Evaluando pipeline SEMANTIC (FAISS top-10)...
Resultado SEMANTIC (promedios):
  MAP@10 (exact only)      : 0.3353
  Weighted MAP@10          : 0.5342
  NDCG@10 (graded)         : 0.8713
  Precision@10             : 0.3223
  Recall@10                : 0.1729

Evaluando pipeline RERANK (FAISS -> CrossEncoder -> top-10)...
Resultado RERANK (promedios):
  MAP@10 (exact only)      : 0.4411
  Weighted MAP@10          : 0.5971
  NDCG@10 (graded)         : 0.8942
  Precision@10             : 0.3769
  Recall@10                : 0.2213

Bootstrap paired (RERANK - SEMANTIC) sobre Weighted MAP@10:
  mean difference: 0.062882
  95% CI         : (0.048660, 0.077632)

Grid search partial_w (Weighted MAP@10) — probando valores: [0.2, 0.4, 0.5, 0.7, 0.9]
  partial_w=0.20 -> SEM WMAP=0.4134  |  RER WMAP=0.4887
  partial_w=0.40 -> SEM WMAP=0.4933  |  RER WMAP=0.5603
  partial_w=0.50 -> SEM WMAP=0.5342  |  RER WMAP=0.5971
  partial_w=0.70 -> SEM WMAP=0.6161  |  RER WMAP=0.6709
  partial_w=0.90 -> SEM WMAP

## Resultados finales y conclusión

- El pipeline con *FAISS + Cross-Encoder (rerank)* mejora de forma consistente al baseline semántico:
  - MAP@10 (Exact) aumentó de **0.3353 → 0.4411**.
  - Weighted MAP@10 aumentó de **0.5342 → 0.5971**.
  - NDCG@10 subió ligeramente (0.8713 → 0.8942).
- El bootstrap paired sobre la diferencia por-query en Weighted MAP@10 (n=2000) muestra una diferencia media **0.0629** con 95% CI = **(0.0487, 0.0776)** — la mejora es estadísticamente significativa.
- La grid-search sobre `partial_w` muestra el efecto del peso de las coincidencias `Partial` en la métrica.

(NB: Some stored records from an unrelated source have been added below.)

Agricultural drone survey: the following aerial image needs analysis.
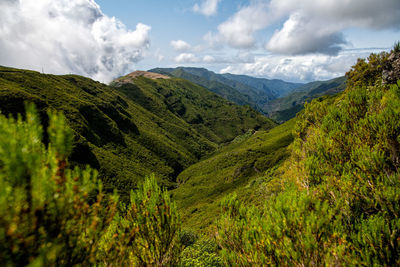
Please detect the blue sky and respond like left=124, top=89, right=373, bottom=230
left=0, top=0, right=400, bottom=82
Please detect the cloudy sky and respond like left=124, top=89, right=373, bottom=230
left=0, top=0, right=400, bottom=82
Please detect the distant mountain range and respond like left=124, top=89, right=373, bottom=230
left=149, top=67, right=346, bottom=122
left=0, top=66, right=276, bottom=197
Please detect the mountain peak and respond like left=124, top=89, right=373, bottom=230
left=118, top=70, right=171, bottom=83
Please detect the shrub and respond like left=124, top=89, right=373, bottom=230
left=216, top=51, right=400, bottom=266
left=179, top=239, right=224, bottom=267
left=0, top=104, right=180, bottom=266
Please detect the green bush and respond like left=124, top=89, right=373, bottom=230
left=0, top=105, right=180, bottom=266
left=216, top=54, right=400, bottom=266
left=179, top=239, right=224, bottom=267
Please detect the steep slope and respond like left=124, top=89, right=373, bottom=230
left=150, top=67, right=275, bottom=109
left=147, top=68, right=259, bottom=112
left=222, top=73, right=303, bottom=98
left=172, top=119, right=295, bottom=230
left=0, top=67, right=274, bottom=198
left=263, top=77, right=346, bottom=122
left=216, top=49, right=400, bottom=266
left=150, top=67, right=346, bottom=123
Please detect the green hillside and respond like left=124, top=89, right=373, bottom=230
left=150, top=67, right=346, bottom=123
left=149, top=67, right=274, bottom=112
left=172, top=120, right=295, bottom=229
left=263, top=77, right=346, bottom=122
left=0, top=67, right=274, bottom=199
left=151, top=68, right=258, bottom=112
left=222, top=73, right=303, bottom=98
left=215, top=49, right=400, bottom=266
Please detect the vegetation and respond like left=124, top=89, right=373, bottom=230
left=216, top=49, right=400, bottom=266
left=172, top=120, right=295, bottom=231
left=263, top=77, right=346, bottom=123
left=0, top=47, right=400, bottom=266
left=0, top=67, right=275, bottom=198
left=0, top=105, right=180, bottom=266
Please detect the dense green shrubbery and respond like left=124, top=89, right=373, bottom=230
left=0, top=105, right=180, bottom=266
left=216, top=49, right=400, bottom=266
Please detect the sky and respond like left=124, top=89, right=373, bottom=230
left=0, top=0, right=400, bottom=83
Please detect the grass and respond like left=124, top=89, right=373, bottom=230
left=0, top=67, right=275, bottom=200
left=172, top=119, right=295, bottom=231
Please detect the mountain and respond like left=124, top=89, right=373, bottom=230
left=222, top=73, right=303, bottom=98
left=149, top=67, right=274, bottom=110
left=0, top=67, right=275, bottom=198
left=147, top=68, right=259, bottom=110
left=171, top=119, right=296, bottom=231
left=150, top=67, right=345, bottom=123
left=262, top=76, right=346, bottom=122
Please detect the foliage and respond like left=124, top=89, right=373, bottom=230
left=216, top=51, right=400, bottom=266
left=393, top=41, right=400, bottom=53
left=178, top=239, right=224, bottom=267
left=172, top=120, right=295, bottom=231
left=346, top=52, right=389, bottom=87
left=264, top=77, right=346, bottom=123
left=0, top=105, right=181, bottom=266
left=0, top=105, right=117, bottom=266
left=102, top=176, right=181, bottom=266
left=179, top=228, right=199, bottom=247
left=0, top=67, right=275, bottom=197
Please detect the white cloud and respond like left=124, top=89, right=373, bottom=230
left=0, top=0, right=150, bottom=82
left=193, top=0, right=221, bottom=17
left=175, top=53, right=199, bottom=63
left=203, top=55, right=216, bottom=63
left=171, top=40, right=192, bottom=52
left=220, top=50, right=377, bottom=82
left=214, top=3, right=271, bottom=48
left=211, top=0, right=400, bottom=55
left=266, top=13, right=347, bottom=55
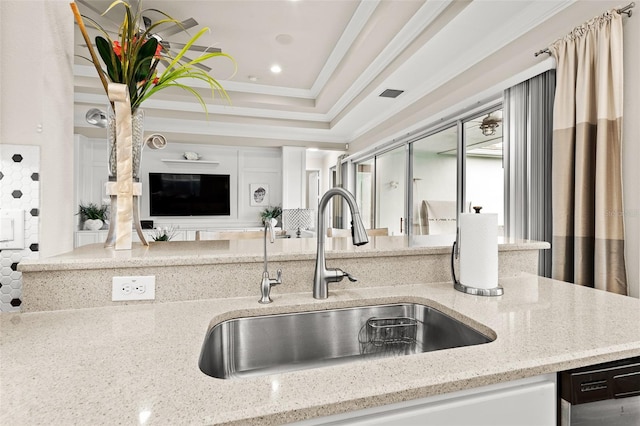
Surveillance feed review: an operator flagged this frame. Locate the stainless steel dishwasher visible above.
[558,357,640,426]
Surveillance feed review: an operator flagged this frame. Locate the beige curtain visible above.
[549,10,627,294]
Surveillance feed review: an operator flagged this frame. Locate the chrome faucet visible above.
[258,218,282,303]
[313,188,369,299]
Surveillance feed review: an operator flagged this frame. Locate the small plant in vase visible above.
[78,203,108,231]
[151,226,176,241]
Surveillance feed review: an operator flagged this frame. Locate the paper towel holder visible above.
[451,236,504,296]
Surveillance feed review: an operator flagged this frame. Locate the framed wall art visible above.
[249,183,269,207]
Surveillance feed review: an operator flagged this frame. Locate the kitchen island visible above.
[0,275,640,425]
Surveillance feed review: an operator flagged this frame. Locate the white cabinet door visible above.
[295,374,556,426]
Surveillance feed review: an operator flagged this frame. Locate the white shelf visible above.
[160,158,220,164]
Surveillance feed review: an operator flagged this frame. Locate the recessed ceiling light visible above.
[378,89,404,98]
[276,34,293,45]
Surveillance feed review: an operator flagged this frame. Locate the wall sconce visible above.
[480,114,500,136]
[84,108,107,129]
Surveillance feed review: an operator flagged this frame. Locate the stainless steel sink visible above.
[199,303,495,379]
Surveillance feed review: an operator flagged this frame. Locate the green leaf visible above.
[96,36,119,82]
[134,38,158,82]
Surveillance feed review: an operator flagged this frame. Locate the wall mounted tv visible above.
[149,173,231,216]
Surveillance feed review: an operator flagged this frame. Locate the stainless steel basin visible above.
[199,303,494,379]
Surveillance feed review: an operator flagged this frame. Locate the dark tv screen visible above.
[149,173,231,216]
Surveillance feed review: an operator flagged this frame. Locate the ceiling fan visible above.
[76,0,222,72]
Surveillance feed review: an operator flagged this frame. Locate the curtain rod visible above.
[533,3,636,57]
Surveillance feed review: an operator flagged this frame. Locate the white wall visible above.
[76,140,282,229]
[0,0,75,257]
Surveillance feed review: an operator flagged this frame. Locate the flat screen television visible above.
[149,173,231,216]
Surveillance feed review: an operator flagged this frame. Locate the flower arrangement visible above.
[71,0,235,112]
[151,226,176,241]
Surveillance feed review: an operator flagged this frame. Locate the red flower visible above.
[113,40,122,59]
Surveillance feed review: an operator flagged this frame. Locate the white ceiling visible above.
[74,0,624,155]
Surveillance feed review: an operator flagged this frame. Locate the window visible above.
[354,106,504,245]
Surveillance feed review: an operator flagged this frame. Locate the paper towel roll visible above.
[459,213,498,289]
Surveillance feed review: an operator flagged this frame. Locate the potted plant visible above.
[78,203,108,231]
[260,206,282,225]
[151,226,177,241]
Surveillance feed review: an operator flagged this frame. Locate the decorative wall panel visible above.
[0,144,40,312]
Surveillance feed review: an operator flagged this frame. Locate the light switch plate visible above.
[0,209,24,250]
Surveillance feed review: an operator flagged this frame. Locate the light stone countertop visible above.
[0,275,640,425]
[18,236,549,272]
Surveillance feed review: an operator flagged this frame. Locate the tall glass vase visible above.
[107,105,144,182]
[105,106,148,249]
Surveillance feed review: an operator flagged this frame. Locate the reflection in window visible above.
[464,109,504,235]
[356,159,376,229]
[375,146,407,235]
[413,125,458,235]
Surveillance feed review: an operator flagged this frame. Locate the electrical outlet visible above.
[111,275,156,302]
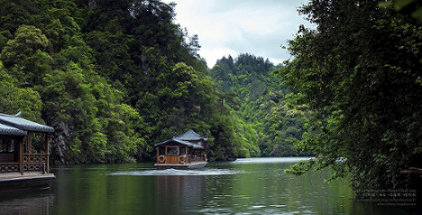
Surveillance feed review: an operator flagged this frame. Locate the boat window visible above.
[0,139,15,152]
[179,146,186,155]
[167,146,179,155]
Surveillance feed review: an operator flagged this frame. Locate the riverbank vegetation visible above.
[278,0,422,189]
[0,0,422,194]
[0,0,240,163]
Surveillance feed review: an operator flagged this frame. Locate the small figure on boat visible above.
[154,129,208,169]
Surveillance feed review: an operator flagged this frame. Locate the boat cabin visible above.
[154,130,208,169]
[0,113,54,176]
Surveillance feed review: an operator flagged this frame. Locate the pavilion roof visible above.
[154,137,204,149]
[177,129,208,141]
[0,113,54,135]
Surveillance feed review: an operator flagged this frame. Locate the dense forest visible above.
[284,0,422,190]
[211,54,312,157]
[0,0,310,163]
[0,0,422,195]
[0,0,246,163]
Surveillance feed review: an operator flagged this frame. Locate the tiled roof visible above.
[154,137,204,149]
[177,129,208,141]
[0,114,54,132]
[0,124,26,136]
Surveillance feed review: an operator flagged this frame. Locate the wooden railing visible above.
[0,153,48,173]
[23,153,48,171]
[0,162,19,173]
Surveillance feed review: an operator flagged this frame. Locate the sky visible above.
[164,0,312,68]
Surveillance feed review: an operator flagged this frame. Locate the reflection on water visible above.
[110,168,242,176]
[0,192,53,215]
[0,158,416,215]
[231,157,313,164]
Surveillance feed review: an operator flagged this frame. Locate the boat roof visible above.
[154,137,204,149]
[0,124,27,136]
[0,113,54,135]
[177,129,208,141]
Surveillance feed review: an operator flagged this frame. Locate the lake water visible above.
[0,158,416,215]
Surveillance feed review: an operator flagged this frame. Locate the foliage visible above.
[279,0,422,189]
[0,0,239,163]
[211,54,310,157]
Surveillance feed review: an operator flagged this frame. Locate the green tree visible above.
[280,0,422,189]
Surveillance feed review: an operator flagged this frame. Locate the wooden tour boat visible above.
[0,112,55,191]
[154,130,208,169]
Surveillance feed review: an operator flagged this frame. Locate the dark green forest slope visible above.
[0,0,240,163]
[211,54,311,157]
[279,0,422,190]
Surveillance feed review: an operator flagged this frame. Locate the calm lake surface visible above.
[0,158,416,215]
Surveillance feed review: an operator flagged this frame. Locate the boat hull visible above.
[0,174,56,192]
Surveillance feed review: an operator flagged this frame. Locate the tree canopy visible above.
[279,0,422,191]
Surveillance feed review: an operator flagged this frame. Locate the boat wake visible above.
[110,169,242,176]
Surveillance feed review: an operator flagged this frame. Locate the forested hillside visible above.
[211,54,311,157]
[279,0,422,191]
[0,0,240,163]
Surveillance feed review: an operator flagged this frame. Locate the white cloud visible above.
[164,0,310,67]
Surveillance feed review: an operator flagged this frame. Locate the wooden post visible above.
[45,133,50,173]
[26,131,32,154]
[18,137,25,175]
[185,146,190,163]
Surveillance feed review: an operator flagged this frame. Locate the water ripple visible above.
[110,169,243,176]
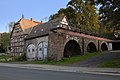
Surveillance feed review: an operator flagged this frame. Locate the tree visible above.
[51,0,99,34]
[91,0,120,38]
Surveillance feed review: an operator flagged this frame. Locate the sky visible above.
[0,0,69,33]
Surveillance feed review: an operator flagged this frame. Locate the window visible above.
[28,49,30,52]
[32,49,35,52]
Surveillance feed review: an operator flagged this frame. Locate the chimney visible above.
[30,18,34,21]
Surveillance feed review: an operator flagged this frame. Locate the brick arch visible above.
[100,41,108,51]
[63,39,81,57]
[86,41,97,52]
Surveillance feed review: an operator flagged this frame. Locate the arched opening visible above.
[101,43,108,51]
[87,42,97,53]
[64,40,81,57]
[26,44,37,59]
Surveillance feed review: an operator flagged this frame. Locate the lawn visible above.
[0,56,12,59]
[26,52,100,65]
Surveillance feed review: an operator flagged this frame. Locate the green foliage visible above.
[91,0,120,38]
[50,0,99,34]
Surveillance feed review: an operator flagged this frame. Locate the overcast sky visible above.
[0,0,69,32]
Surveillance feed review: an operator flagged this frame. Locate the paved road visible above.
[0,66,120,80]
[68,51,120,68]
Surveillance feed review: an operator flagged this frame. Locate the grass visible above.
[26,52,99,65]
[100,58,120,68]
[0,56,12,59]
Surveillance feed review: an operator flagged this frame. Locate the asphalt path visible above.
[0,66,120,80]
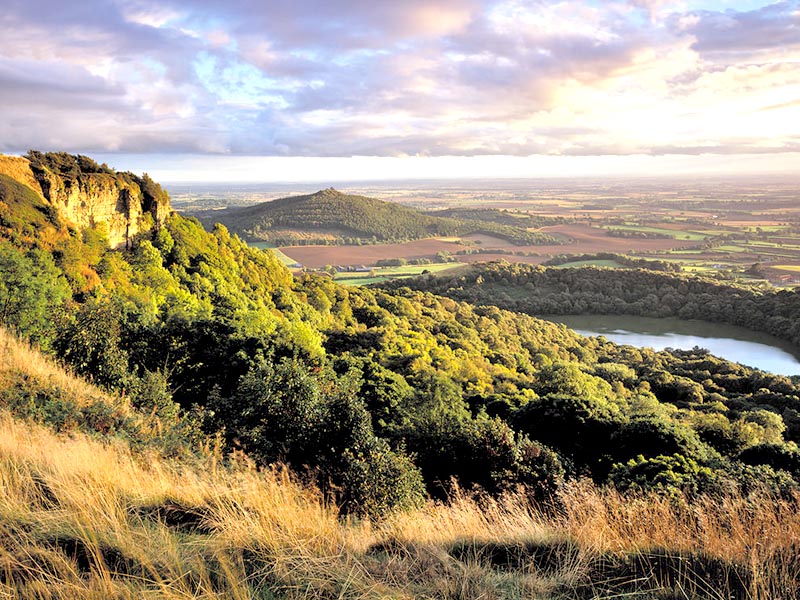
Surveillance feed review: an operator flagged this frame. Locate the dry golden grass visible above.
[0,154,44,199]
[0,332,800,600]
[0,327,122,411]
[0,406,800,600]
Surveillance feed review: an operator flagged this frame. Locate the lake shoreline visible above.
[539,314,800,376]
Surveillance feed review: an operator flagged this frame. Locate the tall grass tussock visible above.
[0,333,800,600]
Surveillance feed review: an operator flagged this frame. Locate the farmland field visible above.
[181,178,800,286]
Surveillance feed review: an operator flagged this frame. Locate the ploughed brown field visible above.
[280,225,700,269]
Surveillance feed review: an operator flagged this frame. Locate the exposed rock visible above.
[0,152,170,248]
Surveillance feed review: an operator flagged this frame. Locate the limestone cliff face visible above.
[0,153,170,248]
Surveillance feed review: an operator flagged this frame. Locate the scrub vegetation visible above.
[0,154,800,599]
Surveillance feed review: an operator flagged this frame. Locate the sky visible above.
[0,0,800,181]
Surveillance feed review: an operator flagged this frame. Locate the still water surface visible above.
[542,315,800,375]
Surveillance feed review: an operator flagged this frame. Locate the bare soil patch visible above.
[280,239,467,269]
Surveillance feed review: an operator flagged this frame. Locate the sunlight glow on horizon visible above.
[97,153,800,183]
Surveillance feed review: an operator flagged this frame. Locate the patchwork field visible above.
[187,179,800,286]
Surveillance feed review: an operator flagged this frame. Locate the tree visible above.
[0,240,70,346]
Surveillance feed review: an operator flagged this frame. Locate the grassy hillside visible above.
[192,188,558,245]
[0,155,800,599]
[0,400,800,600]
[396,255,800,348]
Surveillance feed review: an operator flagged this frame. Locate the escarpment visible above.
[0,151,171,248]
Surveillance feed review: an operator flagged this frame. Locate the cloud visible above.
[0,0,800,156]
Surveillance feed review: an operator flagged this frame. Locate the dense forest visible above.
[0,152,800,514]
[0,154,800,598]
[191,188,561,245]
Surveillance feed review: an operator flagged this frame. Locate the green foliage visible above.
[7,155,800,515]
[209,360,423,516]
[192,188,561,245]
[0,239,69,347]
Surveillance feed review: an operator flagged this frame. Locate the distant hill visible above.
[196,188,559,245]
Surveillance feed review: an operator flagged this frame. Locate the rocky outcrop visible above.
[0,152,170,248]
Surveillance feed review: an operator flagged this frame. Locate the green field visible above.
[247,242,297,266]
[604,225,710,242]
[334,263,463,285]
[555,260,626,269]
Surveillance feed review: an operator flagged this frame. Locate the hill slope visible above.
[0,152,800,599]
[0,331,800,600]
[192,188,558,245]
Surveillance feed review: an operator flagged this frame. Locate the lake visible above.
[541,315,800,375]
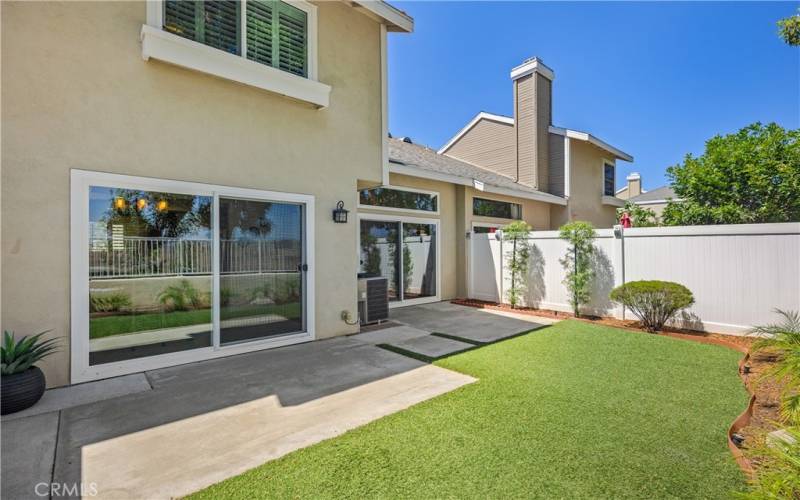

Se recomienda `partial_w = 0.5` como valor por defecto, pero la elección final depende de prioridades del producto (precisión vs. cobertura).
- **Recomendación práctica:** mantener el pipeline FAISS → Cross-Encoder en producción como baseline de búsqueda; añadir una capa RAG/LLM (local o API) únicamente para explicar o justificar la selección cuando sea necesario (ej. fichas de producto destacadas).